[Watch] Nationalist budget to be adopted ‘lock, stock and barrel’
Joseph Muscat tells workers at Actavis pharmaceuticals he will adopt budget, except for tax on minimum wage earners.
Labour leader Joseph Muscat was welcomed to a standing ovation by workers inside the canteen of the Actavis pharmaceutical company, who hosted a Q&A session with Muscat.
Some read out their questions from pieces of paper - even lofty questions on tax harmonisation were pitched at the Opposition leader.
Muscat assured workers there that the budget proposed in November by the Nationalist government would be adopted "lock, stock and barrel" except for the €60 tax on minimum wage earners.
"If we are elected, it would not make sense to spend five months preparing a new budget... we have significant proposals for working mothers, but none of our proposals will replace existent initiatives.
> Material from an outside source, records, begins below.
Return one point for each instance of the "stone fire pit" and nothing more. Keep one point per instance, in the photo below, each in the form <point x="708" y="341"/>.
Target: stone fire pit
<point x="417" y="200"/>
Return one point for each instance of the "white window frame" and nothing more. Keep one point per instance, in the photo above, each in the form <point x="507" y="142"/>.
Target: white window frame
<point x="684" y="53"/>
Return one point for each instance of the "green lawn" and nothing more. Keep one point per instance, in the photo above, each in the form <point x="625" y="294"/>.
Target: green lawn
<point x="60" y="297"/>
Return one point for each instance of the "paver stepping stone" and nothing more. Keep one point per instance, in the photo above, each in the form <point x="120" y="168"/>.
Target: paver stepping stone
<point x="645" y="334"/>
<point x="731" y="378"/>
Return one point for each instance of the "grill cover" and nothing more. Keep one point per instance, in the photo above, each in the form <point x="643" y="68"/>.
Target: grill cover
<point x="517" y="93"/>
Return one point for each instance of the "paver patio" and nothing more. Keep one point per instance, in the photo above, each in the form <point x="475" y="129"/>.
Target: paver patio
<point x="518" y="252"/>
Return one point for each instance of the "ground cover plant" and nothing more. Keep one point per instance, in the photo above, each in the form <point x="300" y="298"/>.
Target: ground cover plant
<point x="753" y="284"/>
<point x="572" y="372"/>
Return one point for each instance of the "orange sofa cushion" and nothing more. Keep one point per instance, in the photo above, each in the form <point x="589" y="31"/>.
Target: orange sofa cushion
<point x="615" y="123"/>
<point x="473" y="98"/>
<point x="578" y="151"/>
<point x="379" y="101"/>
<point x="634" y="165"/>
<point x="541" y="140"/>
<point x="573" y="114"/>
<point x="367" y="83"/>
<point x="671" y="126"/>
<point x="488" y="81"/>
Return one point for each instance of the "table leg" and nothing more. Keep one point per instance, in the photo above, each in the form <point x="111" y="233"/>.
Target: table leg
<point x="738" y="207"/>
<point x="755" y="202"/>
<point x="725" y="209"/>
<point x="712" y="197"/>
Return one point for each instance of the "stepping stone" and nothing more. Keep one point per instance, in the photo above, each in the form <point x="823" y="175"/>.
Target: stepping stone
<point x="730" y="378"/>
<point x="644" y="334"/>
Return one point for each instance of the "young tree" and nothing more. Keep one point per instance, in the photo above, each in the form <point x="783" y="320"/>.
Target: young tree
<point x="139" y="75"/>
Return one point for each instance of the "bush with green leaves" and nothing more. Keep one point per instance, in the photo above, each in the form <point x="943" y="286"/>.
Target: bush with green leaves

What we will propose is over and above what already exists."
Muscat also said Labour was a believed in manufacture and the importance of factories: Actavis alone, established back in 1976, employs 600, 130 of workers there are graduates.
"We want to facilitate bureaucracy for these companies, and introduce patent laws and consolidate existing laws."
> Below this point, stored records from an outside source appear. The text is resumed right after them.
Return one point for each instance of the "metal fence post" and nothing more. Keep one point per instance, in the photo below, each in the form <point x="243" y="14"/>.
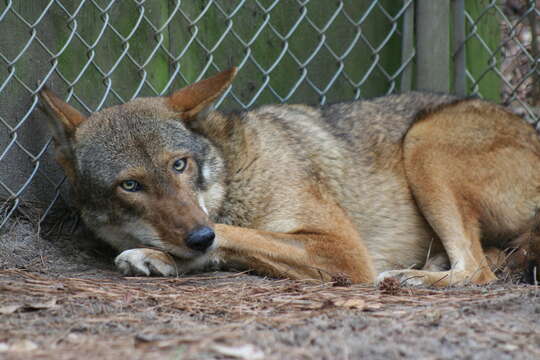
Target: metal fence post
<point x="433" y="45"/>
<point x="458" y="47"/>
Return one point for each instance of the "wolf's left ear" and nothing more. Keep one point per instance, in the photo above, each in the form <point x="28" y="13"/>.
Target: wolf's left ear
<point x="193" y="99"/>
<point x="64" y="118"/>
<point x="63" y="121"/>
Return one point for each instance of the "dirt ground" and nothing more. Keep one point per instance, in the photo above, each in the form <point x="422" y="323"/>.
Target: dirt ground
<point x="62" y="299"/>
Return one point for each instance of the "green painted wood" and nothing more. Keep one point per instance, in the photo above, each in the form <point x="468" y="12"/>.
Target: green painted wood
<point x="478" y="58"/>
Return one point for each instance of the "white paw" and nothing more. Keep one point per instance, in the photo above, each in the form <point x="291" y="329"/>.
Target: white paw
<point x="405" y="277"/>
<point x="145" y="262"/>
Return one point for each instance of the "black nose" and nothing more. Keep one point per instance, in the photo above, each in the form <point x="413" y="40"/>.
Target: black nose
<point x="201" y="239"/>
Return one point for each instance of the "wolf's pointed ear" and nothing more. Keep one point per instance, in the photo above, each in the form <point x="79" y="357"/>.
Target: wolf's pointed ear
<point x="193" y="99"/>
<point x="64" y="117"/>
<point x="64" y="120"/>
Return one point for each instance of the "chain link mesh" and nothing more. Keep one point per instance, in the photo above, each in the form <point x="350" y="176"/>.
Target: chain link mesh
<point x="506" y="65"/>
<point x="97" y="53"/>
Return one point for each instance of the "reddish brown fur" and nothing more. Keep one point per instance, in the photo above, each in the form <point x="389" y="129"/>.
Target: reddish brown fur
<point x="364" y="188"/>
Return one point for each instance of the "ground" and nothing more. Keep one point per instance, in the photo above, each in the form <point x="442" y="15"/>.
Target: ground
<point x="60" y="299"/>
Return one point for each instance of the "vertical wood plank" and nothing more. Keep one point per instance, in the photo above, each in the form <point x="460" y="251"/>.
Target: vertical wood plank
<point x="480" y="54"/>
<point x="433" y="45"/>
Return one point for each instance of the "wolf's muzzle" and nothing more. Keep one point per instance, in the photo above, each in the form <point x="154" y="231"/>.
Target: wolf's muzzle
<point x="201" y="238"/>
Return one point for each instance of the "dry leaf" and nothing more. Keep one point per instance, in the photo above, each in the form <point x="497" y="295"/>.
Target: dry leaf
<point x="247" y="352"/>
<point x="359" y="304"/>
<point x="10" y="309"/>
<point x="23" y="345"/>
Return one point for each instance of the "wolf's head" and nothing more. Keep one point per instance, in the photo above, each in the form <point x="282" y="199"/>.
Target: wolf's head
<point x="140" y="175"/>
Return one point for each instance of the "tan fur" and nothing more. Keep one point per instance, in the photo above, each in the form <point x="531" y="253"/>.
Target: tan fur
<point x="414" y="186"/>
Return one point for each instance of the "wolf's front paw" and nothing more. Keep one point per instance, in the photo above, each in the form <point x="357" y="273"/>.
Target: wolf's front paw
<point x="145" y="262"/>
<point x="405" y="277"/>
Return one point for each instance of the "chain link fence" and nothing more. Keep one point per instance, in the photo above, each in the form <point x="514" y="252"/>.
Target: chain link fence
<point x="97" y="53"/>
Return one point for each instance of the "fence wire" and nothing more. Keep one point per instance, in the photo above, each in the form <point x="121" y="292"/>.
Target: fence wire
<point x="97" y="53"/>
<point x="507" y="66"/>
In a Q&A he held with workers, Muscat said the reduction of energy tariffs would give people more cash in hand and help the economic wheel start turning. "It's not just about money, but also about safeguarding the environment and health," Muscat said of his party's proposal to go build a new LNG power station.
Muscat also reiterated proposals to have an energy audit of homes, where an engineer would visit households to analyse what can be done to save energy. "This service will be paid for by the government and will come with a scrapping scheme for old appliances."